Instead of using AWS another approach involves self hosting the hardware as well. Even after factoring in energy, this does dramatically lower the price.
Assuming we want to mirror our setup in AWS, we’d need 4x NVidia Tesla T4s. You can buy them for about $700 on eBay.
Add in $1,000 to setup the rest of the rig and you have a final price of around:
$2,800 + $1,000 = $3,800
This whole exercise assumes that you're using the Llama 3 8b model. At full fp16 precision that will fit in one 3090 or 4090 GPU (the int8 version will too, and run faster, with very little degradation.) Especially if you're willing to buy GPU hardware from eBay, that will cost significantly less.
I have my home workstation with a 4090 exposed as a vLLM service to an AWS environment where I access it via reverse SSH tunnel.

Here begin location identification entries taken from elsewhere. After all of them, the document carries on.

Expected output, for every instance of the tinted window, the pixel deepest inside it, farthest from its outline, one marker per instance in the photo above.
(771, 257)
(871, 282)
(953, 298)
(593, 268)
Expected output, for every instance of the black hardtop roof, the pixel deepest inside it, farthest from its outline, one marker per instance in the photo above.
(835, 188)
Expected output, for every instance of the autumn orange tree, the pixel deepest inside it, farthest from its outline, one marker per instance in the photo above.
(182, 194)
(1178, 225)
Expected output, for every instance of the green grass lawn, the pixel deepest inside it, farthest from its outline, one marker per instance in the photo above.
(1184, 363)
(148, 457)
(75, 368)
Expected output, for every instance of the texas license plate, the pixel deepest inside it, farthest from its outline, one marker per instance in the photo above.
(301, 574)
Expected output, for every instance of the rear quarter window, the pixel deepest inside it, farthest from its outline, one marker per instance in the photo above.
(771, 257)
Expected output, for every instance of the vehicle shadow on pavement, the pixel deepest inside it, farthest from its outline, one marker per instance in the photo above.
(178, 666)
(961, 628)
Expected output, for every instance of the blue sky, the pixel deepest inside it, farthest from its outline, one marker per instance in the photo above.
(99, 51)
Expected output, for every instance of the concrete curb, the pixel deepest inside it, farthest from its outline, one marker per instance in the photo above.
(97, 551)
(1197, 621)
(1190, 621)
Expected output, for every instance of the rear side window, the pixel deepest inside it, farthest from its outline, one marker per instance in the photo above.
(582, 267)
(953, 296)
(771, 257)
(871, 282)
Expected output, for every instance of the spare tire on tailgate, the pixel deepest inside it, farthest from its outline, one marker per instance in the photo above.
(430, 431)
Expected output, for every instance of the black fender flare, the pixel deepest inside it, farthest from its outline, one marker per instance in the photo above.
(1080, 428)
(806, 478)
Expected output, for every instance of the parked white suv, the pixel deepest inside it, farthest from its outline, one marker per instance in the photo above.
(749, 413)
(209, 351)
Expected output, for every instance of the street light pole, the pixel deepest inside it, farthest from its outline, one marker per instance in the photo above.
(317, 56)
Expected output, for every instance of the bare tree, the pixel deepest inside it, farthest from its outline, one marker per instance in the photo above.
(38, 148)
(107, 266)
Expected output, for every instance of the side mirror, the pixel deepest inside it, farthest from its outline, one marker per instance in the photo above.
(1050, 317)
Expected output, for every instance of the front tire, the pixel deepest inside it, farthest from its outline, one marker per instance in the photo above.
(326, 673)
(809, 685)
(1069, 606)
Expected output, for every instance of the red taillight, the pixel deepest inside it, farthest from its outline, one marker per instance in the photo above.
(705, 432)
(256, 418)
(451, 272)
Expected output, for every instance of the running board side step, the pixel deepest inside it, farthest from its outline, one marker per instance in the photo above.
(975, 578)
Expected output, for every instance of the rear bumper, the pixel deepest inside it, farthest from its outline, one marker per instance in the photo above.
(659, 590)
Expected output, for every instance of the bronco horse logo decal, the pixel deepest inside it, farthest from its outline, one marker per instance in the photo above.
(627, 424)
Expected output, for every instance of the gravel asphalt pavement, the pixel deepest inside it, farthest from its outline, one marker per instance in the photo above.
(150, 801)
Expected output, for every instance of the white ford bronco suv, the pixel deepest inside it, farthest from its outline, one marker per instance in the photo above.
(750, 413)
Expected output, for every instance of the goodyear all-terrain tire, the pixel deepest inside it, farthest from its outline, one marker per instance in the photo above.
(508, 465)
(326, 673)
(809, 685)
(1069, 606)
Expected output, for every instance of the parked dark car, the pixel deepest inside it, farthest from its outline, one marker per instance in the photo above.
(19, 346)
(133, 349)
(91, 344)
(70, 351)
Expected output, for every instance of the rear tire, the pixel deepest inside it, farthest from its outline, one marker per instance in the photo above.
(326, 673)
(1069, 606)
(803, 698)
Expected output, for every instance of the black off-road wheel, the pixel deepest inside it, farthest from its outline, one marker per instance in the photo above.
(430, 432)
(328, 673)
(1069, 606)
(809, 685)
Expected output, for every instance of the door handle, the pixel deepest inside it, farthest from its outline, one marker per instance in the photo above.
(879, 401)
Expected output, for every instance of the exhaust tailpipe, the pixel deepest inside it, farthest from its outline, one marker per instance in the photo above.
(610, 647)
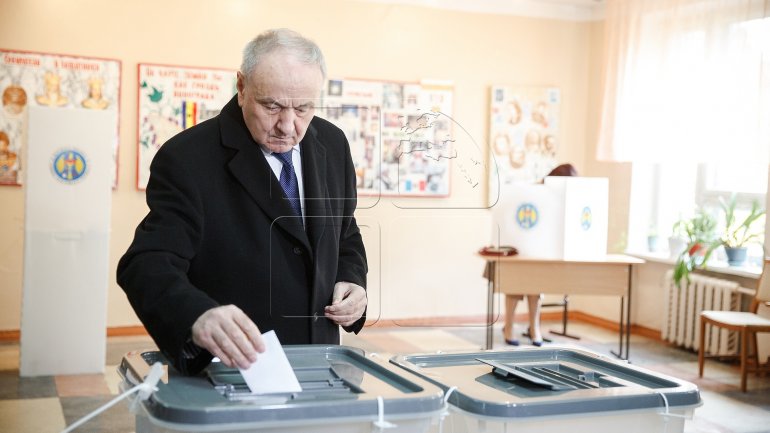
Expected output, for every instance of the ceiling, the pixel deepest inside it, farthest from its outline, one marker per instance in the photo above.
(572, 10)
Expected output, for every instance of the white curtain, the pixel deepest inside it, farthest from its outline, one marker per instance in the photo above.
(686, 80)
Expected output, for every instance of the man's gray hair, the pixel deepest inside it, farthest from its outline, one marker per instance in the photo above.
(268, 41)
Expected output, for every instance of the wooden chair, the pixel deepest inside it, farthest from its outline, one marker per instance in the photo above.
(748, 324)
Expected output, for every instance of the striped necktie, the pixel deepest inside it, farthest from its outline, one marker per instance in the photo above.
(288, 181)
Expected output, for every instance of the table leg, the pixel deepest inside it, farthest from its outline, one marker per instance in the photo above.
(490, 313)
(625, 322)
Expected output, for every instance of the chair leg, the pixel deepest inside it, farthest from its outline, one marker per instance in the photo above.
(701, 346)
(744, 356)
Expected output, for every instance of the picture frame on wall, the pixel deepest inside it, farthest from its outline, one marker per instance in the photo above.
(172, 99)
(61, 81)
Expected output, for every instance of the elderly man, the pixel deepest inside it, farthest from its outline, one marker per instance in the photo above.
(251, 224)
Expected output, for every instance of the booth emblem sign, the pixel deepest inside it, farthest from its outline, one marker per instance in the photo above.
(69, 165)
(586, 218)
(527, 216)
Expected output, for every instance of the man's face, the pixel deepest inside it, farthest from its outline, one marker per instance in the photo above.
(278, 100)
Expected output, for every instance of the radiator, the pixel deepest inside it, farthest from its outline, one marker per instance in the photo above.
(682, 307)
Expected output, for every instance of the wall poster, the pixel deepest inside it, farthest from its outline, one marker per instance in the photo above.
(524, 133)
(51, 80)
(174, 98)
(400, 134)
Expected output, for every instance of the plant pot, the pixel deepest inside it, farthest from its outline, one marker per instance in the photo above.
(736, 256)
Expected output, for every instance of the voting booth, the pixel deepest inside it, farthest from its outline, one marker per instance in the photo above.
(562, 218)
(68, 185)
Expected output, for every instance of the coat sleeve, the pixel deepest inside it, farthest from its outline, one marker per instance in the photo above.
(352, 266)
(153, 272)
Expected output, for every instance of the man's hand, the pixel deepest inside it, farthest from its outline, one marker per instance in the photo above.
(348, 303)
(229, 334)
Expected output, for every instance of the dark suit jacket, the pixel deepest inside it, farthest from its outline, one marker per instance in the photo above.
(219, 232)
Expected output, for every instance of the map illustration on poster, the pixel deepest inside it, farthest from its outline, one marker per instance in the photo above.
(524, 133)
(51, 80)
(174, 98)
(401, 135)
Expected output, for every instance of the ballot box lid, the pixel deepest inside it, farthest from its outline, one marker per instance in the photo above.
(338, 382)
(544, 382)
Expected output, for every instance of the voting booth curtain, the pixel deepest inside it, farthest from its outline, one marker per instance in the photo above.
(66, 240)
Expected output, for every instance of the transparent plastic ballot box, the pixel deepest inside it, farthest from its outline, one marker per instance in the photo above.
(553, 389)
(342, 391)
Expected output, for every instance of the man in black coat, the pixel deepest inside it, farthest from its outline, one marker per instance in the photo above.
(251, 223)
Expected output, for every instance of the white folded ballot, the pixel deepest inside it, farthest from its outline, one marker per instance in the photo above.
(271, 373)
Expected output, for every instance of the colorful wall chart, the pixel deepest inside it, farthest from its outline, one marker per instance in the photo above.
(52, 80)
(400, 134)
(174, 98)
(524, 134)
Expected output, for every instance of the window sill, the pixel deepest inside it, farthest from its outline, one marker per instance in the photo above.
(716, 267)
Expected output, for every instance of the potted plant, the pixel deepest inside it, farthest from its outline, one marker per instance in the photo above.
(738, 233)
(702, 240)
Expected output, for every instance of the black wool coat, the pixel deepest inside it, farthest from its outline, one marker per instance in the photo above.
(221, 231)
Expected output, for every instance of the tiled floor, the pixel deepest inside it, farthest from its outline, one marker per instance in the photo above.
(49, 404)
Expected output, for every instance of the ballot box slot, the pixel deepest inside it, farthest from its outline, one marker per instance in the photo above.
(328, 382)
(553, 376)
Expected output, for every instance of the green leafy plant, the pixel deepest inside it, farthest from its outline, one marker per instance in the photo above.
(701, 235)
(740, 233)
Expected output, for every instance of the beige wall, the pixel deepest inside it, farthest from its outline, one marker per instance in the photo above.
(422, 261)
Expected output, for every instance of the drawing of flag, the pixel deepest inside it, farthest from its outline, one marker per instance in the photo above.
(189, 113)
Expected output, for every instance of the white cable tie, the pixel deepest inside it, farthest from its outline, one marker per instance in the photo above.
(145, 389)
(445, 408)
(151, 381)
(381, 423)
(667, 412)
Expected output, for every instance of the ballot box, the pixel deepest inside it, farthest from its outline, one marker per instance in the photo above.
(555, 390)
(562, 218)
(342, 391)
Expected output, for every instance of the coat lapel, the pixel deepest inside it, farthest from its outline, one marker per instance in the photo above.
(314, 180)
(253, 172)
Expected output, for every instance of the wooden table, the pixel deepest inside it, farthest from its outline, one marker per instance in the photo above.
(529, 275)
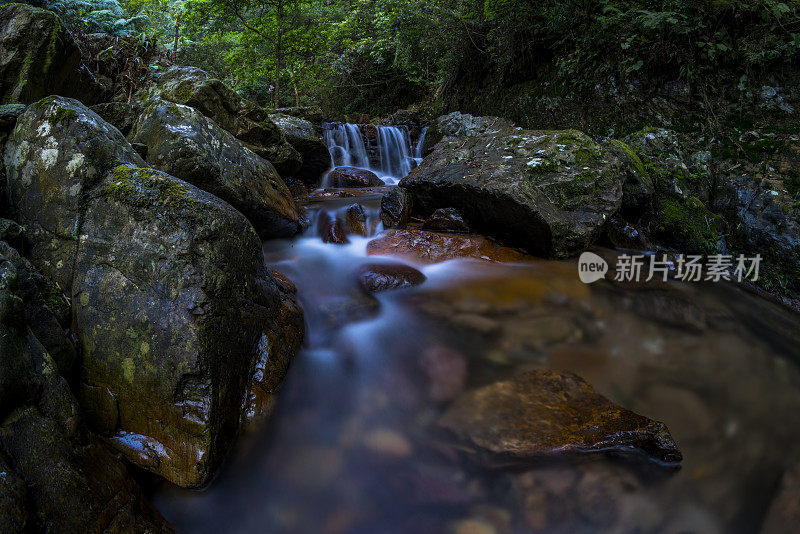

Why did this only occur to me recently? You can selfhost a k8s cluster and expose the services using a $5 digital ocean droplet. The droplet and k8s services are point-to-point connected using tailscale. Performance is perfectly fine, keeps your skillset sharp, and you’re self-hosting!
You can also just directly connect to containers using Tailscale if it's just for internal use. That is, having an internally addressable `https://container_name` on your tailnet per-container if you want. This way I can setup Immich for example and it's just on my tailnet at `https://immich` without the need for a reverse proxy, etc...
Whoa, so you have code running in AWS making use of your local hardware via what is called a reverse SSH tunnel? I will have to look into how that works, that's pretty powerful if so. I have a mac mini that I use for builds and deploys via FTP/SFTP and was going to look into setting up "messaging" via that pipeline to access local hardware compute through file messages lol, but reverse SSH tunnel sounds like it'll be way better for directly calling executables rather than needing to parse messages from files first.
Look into Nebula (or Tailscale if you trust third parties). I have all my workstations and servers on a mesh network that appears as a single /24 that is end to end encrypted, mutually authenticated and works through/behind NAT. I can spawn a vhost on any server that reverse proxies an API to any port on any machine.
Well, one example, depending on your threat model—their privacy policy states that they retain info and comply with subpoenas.
There's also potential for malicious updates to compromise a network (as there is with most software unless you're auditing the source for each update).
E2EE is only as meaningful as where the keys reside, and how easily those keys are abused.
The idea of “user’s permission” is determined by tailscale and/or the oidc provider. I don’t know anything about “tail lock”, perhaps it is a new mitigation for this issue?
I didn’t start with tailscale because the only way you could log into it was with Google or GitHub or something. I don’t trust Microsoft or Google with auth for my internal network. I thought about running Headscale but Nebula was faster/easier for me.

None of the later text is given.